The hybrid approach: render-once with lazy per-user elements

For partials that need both shared content and per-user elements, there is a middle path.

Render shared content once, load per-user actions lazily

class Message < ApplicationRecord
  after_create_commit :broadcast_to_room

  private

  def broadcast_to_room
    message = Message
      .includes(:user, :room, :reactions, user: :team)
      .find(id)

    # Render the "public" part once — the content everyone sees
    shared_html = ApplicationController.render(
      partial: "messages/message_body",
      locals: { message: message }
    )

    # Broadcast the shared HTML to all subscribers
    Turbo::StreamsChannel.broadcast_append_to(
      room,
      target: "messages",
      html: shared_html
    )

    # Per-user elements (edit button, delete button, moderation tools)
    # are loaded client-side via a Turbo Frame that checks permissions:
    #
    #   <turbo-frame id="message_actions_<%= message.id %>"
    #                src="/messages/<%= message.id %>/actions"
    #                loading="lazy">
    #   </turbo-frame>
    #
    # The frame src hits a controller that checks current_user permissions
    # and returns the appropriate action buttons — or nothing.
    # One broadcast. One render. Per-user actions load on demand.
  end
end

Render the content that is identical for all subscribers once. Broadcast it. Then use a lazy-loaded Turbo Frame for the per-user elements. Each client requests its own action buttons through a standard HTTP request, which hits the controller, checks current_user, and returns the appropriate controls.

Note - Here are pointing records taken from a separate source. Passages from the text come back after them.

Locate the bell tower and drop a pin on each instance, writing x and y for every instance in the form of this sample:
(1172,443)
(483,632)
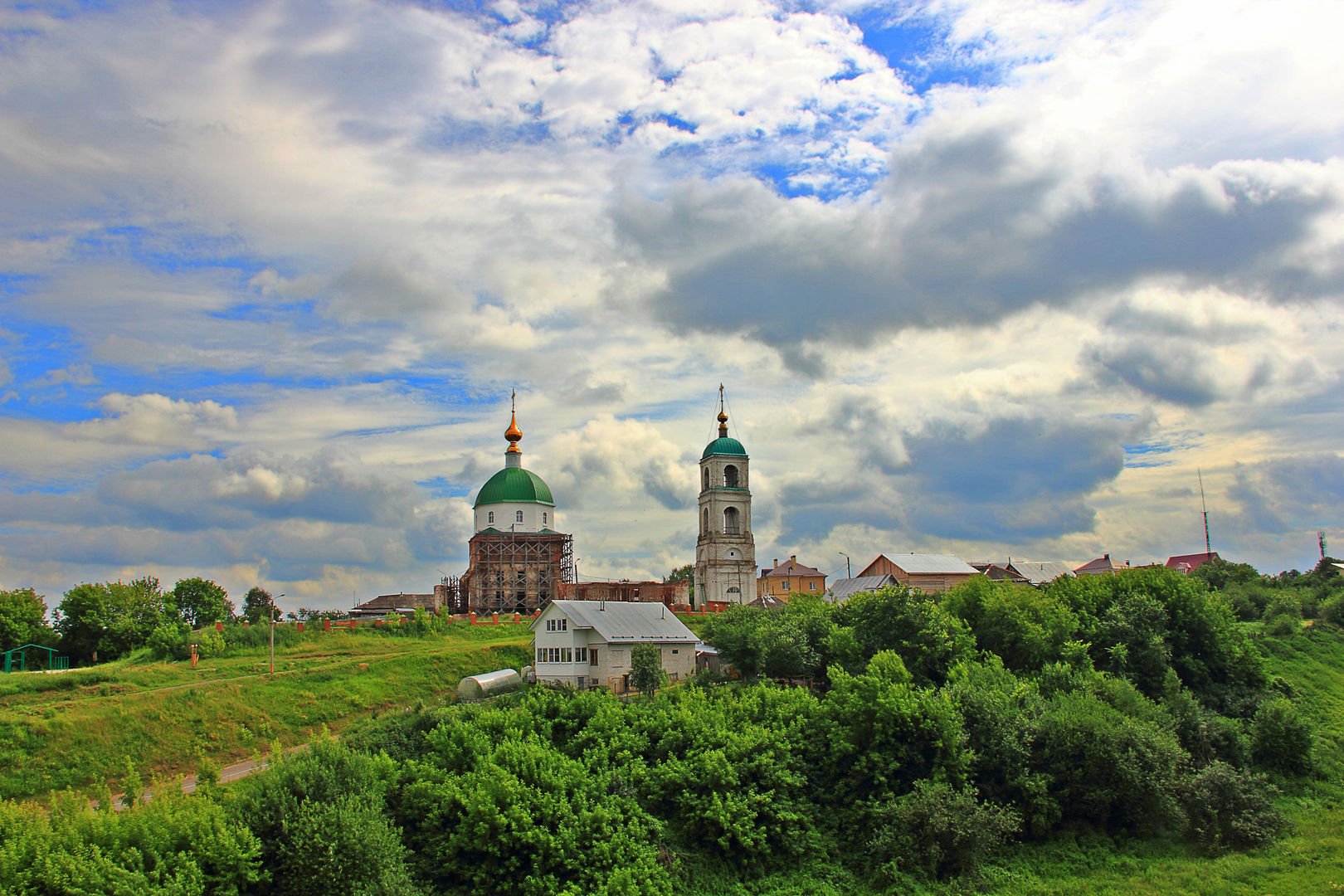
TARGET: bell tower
(724,551)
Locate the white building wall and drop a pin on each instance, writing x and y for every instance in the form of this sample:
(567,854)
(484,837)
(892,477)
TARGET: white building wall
(535,518)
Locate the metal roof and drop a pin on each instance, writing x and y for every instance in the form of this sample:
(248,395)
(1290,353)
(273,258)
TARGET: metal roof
(723,445)
(515,485)
(622,620)
(1040,572)
(845,589)
(930,563)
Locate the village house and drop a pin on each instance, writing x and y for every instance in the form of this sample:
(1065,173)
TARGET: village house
(587,642)
(930,572)
(786,579)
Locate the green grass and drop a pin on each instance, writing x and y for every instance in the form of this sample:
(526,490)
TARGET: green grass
(77,728)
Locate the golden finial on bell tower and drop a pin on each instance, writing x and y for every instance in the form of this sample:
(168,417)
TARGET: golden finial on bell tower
(723,418)
(513,433)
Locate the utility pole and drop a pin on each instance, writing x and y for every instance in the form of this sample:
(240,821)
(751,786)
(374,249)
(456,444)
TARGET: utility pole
(273,633)
(1209,547)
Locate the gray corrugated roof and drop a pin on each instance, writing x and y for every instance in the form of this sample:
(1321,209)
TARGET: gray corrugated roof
(624,621)
(1042,572)
(845,589)
(930,563)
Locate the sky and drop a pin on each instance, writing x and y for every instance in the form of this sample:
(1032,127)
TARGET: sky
(981,277)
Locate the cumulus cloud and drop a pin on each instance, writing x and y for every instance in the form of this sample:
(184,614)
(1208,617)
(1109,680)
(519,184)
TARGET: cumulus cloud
(621,462)
(1292,494)
(309,249)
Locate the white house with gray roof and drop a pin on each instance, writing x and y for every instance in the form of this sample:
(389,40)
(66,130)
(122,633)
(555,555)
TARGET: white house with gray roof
(587,642)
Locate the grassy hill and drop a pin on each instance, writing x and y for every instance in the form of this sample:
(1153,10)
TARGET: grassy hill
(75,728)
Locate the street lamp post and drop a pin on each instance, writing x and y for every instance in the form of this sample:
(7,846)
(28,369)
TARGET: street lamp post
(273,633)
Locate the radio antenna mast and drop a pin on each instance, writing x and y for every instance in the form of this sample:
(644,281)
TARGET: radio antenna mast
(1209,547)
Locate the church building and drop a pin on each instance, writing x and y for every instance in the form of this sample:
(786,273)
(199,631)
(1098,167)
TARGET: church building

The database cost: 6 queries for the shared render, plus 1 query per subscriber for the permissions check. That is 106 queries for 100 subscribers instead of 600. Not as clean as pure render-once, but a substantial reduction — and the per-user elements are correctly scoped.

Debounced broadcasts

In high-velocity channels where messages arrive in rapid bursts — active chat rooms, CI notification feeds, trading floors — debouncing collapses multiple broadcasts into one.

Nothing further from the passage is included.